The OFT issued a "statement of objections" against Visa after going through its agreement last year. Visa has been asked to respond early next year. This is an effort by OFT to force Visa to cut its fees or face heavy fines. An OFT statement said that it was “an indication of what our thinking is, not a final decision”.
Visa defended itself by saying that it was surprised. According to the credit card organisation, it reached an agreement three years ago with the European Commission to slash its interchange fee to 0.7 percent by the year ending 2007. Managing director of Visa UK, Colin Grannell, said their company was concentrating on achieving that target across Europe including Britain. He added: "So for the OFT to say the rates are unduly high clearly is at odds with the Commission's position on how we calculate interchange,"

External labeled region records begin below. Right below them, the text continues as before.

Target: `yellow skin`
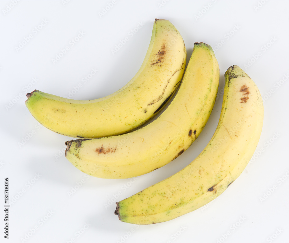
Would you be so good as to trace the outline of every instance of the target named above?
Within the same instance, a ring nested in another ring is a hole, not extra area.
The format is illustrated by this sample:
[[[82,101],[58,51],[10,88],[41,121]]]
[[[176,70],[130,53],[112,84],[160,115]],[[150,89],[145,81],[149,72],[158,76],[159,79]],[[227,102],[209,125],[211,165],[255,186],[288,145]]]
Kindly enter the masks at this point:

Earlier last month, OFT had issued a similar ruling against Visa’s rival MasterCard for charging consumers with an ‘illegal tax’ of around £100m a year. Though MasterCard had consequently brought about changes in its charging structure of the interchange fees, OFT was still not happy. It said that it could launch a fresh investigation against them again.
Legal counsel to Visa, Hugh Stokes said the company would reply to these charges "in the normal way". Otherwise, it said it might seek judicial intervention if the OFT formally ruled against the company.